You might want to do something like this:

type Radius = Double
type Side = Double

newtype Circle = Circle Radius
newtype Square = Square Side

area (Circle r) = pi * r ^ 2
area (Square s) = s ^ 2

However, this will not work in Haskell.  The problem is that the area function requires a well formed type.  Unfortunately, the type system that Haskell uses does not support merging types like this.  However, there is a way to handle this sort of thing using type classes (which I don't want to talk about yet) or existential types or a combination of both type classes and existential types.  

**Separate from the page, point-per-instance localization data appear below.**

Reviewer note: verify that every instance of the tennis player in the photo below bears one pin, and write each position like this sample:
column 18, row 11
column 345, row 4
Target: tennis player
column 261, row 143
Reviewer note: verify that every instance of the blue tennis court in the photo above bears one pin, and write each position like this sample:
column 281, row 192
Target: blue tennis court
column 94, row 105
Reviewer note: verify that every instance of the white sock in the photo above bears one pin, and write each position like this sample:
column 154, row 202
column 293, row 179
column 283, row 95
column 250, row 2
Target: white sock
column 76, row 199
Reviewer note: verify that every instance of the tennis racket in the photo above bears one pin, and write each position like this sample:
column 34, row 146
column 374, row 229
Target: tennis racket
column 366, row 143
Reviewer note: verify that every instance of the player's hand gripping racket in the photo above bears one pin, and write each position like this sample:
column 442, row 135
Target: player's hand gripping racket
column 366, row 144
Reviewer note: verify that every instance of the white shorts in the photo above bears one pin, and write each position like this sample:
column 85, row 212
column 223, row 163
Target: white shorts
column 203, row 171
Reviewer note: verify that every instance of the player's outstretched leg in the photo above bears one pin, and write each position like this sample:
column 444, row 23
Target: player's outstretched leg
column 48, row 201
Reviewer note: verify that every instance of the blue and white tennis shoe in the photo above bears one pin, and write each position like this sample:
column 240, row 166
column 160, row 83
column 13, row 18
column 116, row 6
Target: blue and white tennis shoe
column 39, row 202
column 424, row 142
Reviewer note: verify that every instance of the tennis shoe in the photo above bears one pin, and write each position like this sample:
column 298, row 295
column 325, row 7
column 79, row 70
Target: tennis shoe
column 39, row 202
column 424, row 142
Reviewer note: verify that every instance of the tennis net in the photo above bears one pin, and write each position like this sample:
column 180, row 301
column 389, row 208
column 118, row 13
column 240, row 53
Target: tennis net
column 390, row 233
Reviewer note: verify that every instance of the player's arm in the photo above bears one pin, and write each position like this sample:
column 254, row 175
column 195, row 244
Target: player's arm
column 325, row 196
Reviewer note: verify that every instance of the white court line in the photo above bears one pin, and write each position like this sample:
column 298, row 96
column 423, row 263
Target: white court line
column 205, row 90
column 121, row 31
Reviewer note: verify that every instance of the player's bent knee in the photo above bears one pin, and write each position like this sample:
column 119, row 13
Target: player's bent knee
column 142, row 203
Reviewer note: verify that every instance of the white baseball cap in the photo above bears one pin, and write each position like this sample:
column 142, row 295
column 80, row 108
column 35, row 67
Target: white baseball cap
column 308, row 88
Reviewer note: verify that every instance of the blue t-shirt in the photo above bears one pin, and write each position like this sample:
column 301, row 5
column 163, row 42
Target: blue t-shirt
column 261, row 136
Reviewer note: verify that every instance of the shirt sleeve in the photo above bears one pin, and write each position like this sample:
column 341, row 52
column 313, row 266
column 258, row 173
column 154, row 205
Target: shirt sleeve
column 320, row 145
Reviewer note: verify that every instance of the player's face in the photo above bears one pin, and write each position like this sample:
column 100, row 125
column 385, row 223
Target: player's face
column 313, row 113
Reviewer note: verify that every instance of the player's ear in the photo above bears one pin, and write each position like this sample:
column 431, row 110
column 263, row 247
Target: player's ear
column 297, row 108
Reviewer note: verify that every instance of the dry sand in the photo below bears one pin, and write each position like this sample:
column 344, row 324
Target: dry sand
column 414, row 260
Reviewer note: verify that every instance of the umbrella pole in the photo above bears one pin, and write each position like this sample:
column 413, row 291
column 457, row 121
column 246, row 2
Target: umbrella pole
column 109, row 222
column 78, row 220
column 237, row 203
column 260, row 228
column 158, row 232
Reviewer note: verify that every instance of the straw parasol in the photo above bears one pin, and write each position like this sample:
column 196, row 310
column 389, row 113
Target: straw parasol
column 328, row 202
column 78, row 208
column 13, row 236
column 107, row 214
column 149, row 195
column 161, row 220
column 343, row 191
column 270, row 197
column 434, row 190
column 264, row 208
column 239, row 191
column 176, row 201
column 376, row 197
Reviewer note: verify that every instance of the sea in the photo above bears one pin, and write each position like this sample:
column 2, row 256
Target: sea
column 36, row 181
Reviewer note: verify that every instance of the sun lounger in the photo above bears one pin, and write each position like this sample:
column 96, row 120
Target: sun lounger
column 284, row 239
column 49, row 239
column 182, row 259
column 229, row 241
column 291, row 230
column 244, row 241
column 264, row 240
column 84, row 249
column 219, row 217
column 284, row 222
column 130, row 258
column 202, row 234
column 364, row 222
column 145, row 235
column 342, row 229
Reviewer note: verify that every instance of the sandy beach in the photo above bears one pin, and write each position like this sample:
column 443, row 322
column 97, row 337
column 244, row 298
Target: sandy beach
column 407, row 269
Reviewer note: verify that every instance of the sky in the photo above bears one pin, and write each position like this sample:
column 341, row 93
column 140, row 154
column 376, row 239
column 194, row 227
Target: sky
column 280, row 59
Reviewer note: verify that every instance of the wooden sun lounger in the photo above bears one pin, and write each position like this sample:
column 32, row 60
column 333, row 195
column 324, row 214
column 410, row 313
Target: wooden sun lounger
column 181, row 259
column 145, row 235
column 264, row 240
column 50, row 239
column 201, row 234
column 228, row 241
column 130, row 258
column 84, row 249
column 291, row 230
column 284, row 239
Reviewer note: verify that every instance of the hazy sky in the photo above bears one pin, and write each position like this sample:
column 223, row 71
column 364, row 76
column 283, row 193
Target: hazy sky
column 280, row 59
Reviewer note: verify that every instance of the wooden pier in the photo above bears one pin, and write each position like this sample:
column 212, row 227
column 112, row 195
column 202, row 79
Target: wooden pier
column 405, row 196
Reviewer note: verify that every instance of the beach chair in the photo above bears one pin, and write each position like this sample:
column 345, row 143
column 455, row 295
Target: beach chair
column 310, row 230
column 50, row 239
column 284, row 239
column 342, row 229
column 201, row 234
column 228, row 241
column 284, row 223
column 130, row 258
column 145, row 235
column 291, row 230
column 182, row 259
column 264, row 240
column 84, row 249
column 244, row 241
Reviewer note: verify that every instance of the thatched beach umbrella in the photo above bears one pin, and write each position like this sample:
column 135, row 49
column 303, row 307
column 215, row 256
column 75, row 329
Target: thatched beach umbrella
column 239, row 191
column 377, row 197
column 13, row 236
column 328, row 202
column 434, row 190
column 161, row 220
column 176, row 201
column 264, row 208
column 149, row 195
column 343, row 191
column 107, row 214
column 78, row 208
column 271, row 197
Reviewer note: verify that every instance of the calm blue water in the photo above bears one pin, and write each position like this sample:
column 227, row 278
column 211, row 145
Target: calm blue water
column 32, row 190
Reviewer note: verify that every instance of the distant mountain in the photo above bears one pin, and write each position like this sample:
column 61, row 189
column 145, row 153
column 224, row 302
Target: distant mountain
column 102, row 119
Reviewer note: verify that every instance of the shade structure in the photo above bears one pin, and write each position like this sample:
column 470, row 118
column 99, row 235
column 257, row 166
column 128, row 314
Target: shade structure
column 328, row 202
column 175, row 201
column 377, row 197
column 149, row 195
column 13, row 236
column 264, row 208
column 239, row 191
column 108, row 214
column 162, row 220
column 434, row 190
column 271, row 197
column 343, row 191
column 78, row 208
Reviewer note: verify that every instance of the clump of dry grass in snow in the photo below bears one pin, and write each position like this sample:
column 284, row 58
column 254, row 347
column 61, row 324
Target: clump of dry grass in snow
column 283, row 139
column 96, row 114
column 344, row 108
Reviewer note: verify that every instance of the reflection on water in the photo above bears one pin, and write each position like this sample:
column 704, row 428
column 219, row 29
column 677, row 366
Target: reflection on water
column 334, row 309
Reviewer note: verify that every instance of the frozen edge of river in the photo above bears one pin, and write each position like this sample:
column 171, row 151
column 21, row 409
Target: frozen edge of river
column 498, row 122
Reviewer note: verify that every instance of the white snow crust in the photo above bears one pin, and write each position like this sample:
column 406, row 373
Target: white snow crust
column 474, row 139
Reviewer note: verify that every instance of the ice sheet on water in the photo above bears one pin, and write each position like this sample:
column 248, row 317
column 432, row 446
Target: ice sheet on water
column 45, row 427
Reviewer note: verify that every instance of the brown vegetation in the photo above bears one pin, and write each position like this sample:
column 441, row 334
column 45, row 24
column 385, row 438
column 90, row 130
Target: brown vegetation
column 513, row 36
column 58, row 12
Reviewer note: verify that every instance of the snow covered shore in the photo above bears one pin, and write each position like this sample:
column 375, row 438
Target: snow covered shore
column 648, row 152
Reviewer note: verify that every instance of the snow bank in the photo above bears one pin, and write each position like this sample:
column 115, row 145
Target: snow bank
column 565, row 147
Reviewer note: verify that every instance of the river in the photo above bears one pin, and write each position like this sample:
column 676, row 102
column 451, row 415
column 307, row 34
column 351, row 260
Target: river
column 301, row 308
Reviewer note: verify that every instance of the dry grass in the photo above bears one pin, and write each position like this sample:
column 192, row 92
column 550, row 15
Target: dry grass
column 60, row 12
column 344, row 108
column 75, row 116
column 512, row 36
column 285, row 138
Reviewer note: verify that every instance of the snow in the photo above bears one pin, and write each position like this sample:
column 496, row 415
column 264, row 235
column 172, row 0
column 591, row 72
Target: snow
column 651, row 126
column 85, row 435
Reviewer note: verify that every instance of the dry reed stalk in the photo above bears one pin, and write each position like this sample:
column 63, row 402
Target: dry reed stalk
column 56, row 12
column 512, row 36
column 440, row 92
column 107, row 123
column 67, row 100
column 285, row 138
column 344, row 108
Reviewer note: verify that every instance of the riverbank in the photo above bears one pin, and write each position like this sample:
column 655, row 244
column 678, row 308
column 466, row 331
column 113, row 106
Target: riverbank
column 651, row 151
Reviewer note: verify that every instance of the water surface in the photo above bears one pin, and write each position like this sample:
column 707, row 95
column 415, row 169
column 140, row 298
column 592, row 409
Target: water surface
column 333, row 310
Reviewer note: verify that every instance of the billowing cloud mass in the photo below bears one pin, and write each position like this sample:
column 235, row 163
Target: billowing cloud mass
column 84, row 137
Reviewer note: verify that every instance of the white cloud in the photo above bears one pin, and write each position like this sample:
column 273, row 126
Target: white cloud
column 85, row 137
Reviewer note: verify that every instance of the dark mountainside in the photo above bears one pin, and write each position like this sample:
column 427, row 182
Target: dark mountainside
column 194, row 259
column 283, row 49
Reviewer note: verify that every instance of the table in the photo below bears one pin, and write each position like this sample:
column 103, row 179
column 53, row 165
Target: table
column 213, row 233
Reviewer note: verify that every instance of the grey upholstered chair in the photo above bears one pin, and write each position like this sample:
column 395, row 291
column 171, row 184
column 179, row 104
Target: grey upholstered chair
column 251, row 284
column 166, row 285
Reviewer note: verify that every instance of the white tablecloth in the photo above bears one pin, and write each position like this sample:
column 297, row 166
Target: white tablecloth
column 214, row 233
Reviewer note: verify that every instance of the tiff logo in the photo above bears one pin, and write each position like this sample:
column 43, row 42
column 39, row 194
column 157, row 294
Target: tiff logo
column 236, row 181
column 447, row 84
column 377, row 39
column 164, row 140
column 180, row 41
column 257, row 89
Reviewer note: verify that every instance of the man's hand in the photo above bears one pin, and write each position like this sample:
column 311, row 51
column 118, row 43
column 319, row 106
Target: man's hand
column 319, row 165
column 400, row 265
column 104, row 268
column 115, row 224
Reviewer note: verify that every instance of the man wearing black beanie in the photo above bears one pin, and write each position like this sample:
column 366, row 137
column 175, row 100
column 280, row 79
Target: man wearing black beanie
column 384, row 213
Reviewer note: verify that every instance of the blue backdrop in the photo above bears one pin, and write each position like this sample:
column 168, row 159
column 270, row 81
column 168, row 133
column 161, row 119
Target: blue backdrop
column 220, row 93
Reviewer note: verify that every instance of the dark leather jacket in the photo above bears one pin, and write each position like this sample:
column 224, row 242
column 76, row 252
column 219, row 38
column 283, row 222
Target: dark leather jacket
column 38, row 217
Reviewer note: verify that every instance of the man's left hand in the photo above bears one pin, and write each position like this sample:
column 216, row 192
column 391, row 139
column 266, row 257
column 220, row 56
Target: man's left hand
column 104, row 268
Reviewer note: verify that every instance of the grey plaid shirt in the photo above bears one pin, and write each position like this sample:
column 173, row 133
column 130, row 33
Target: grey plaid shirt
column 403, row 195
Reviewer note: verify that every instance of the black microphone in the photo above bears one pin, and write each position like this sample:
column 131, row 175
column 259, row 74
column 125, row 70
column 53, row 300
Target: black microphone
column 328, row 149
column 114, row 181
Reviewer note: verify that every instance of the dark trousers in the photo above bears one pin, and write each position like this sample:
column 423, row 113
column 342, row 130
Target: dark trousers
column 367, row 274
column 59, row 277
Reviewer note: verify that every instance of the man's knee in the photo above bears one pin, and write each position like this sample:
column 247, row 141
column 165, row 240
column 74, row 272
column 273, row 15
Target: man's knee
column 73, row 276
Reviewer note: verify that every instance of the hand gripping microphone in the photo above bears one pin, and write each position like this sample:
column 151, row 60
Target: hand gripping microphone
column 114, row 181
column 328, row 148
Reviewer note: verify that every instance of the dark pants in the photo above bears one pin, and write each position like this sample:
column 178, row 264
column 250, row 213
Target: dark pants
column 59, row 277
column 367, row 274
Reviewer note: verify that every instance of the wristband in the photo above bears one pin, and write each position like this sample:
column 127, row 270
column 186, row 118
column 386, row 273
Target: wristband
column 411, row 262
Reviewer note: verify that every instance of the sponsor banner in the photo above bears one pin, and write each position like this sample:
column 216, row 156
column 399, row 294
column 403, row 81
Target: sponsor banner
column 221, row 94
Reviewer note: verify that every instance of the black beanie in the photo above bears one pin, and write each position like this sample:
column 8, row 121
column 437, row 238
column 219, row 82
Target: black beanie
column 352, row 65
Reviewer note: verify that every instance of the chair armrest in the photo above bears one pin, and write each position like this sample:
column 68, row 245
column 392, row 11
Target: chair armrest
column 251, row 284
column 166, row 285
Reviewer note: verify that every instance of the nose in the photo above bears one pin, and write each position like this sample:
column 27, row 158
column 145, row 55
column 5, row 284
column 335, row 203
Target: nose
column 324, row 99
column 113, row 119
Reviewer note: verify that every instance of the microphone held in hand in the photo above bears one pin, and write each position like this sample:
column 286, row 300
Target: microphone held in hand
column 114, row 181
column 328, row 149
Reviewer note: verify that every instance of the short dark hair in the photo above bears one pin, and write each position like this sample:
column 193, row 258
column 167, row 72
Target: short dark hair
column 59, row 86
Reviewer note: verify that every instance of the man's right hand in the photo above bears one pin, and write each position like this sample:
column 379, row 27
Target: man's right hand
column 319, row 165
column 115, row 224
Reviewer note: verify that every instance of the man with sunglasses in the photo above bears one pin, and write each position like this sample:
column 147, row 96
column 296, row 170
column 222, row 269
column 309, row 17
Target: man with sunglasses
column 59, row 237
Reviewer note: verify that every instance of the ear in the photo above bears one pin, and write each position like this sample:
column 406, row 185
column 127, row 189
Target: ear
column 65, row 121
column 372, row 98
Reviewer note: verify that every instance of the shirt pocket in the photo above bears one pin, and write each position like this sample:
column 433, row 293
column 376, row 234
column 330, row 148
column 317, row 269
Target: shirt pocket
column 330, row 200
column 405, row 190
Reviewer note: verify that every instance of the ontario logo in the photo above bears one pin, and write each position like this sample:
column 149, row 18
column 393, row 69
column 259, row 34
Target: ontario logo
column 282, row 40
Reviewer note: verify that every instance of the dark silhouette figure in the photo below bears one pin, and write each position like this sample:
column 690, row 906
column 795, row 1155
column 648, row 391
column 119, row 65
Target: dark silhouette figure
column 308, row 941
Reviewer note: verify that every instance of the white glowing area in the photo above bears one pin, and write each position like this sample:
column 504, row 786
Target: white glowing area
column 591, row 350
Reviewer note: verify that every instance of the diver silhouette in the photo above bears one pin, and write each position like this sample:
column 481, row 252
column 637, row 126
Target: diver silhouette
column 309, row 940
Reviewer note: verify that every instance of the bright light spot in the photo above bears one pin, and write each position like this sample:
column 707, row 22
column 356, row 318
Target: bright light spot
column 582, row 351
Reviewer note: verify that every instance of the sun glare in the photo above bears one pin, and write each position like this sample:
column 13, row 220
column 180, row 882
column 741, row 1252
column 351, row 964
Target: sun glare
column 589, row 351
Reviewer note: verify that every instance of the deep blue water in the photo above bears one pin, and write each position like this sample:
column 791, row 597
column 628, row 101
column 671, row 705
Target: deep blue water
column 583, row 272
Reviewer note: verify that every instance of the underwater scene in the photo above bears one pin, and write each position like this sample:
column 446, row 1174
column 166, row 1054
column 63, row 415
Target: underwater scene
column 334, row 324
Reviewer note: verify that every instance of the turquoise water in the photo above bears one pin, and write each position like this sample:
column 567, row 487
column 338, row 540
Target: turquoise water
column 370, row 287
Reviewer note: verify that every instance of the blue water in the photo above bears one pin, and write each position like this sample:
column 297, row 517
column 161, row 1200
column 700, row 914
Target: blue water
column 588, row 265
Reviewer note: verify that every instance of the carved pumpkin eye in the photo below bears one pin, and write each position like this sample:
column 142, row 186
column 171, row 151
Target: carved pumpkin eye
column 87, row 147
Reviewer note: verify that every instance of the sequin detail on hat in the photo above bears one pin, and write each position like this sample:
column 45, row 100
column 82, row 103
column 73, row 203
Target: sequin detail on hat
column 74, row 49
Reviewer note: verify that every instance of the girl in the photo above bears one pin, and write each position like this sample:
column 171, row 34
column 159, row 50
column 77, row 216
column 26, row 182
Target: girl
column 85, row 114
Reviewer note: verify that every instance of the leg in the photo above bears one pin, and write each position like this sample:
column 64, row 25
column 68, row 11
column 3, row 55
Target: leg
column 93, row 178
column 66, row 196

Okay, so we can make ADTs that take parameters which means we can do something like this:

data IntList = Cons Int IntList | Nil

Lots of new stuff here.  The "Cons" type constructor is taking two parameters and the second parameter is of type IntList, which means this thing is recursive.

Cons 5 (Cons 4 Nil)   yields a list like (5, 4, Nil)

However, the current example means that we will need a new list for each type of thing that we want to put into a list.  Right now we can only handle Ints.  And we'll also need different functions for things like length and append, which only depend on the fact that the structure is a list and not on the internal type, because we saw earlier that Haskell only allows us to have well typed functions.


There's a logic called System F that was invented by Jean-Yves Girard.  The ideas from this logic were eventually adopted into programming languages as generics.  We are able to use System F with ADT in Haskell.

We can now write our list like:

data List a = Cons a (List a) | Nil

And we can write functions that are typed "List a" and they will work on any type of list that we create.  This is sometimes called type polymorphism.

Everything in our polymorphic List looks the same except the "a".  This is a type parameter.  Normally in books you will see these represented as greek letters, but it's almost always easier to type as actual letters.

You can have more than one type parameter.

data Either a b = Right a | Left b

One more thing.  Haskell also has support for something that is very similar to structs from C.

data Frame a = Frame { header :: [Int]
, body :: [Int]
, crc :: [Int]
, misc :: a }

"header", "body", "crc", and "misc" are all basically fields.  Really there's no difference from this ADT and one that looks like:

data Frame a = Frame [Int] [Int] [Int] a

Except the first one has named parameters.  The first one provides more readability.

All of these things can be combined.  And of course you can create one ADT and use it in other ADTs.  While some people say that type checking is all about having the compiler make sure you do not make mistakes, I like to think that types are about describing your problem (the type checking is just a bonus).  With all the ADT features here, there's quite a few problems that you'll be able to describe.  Add in the power of pattern matching and you will be able to expertly craft solutions.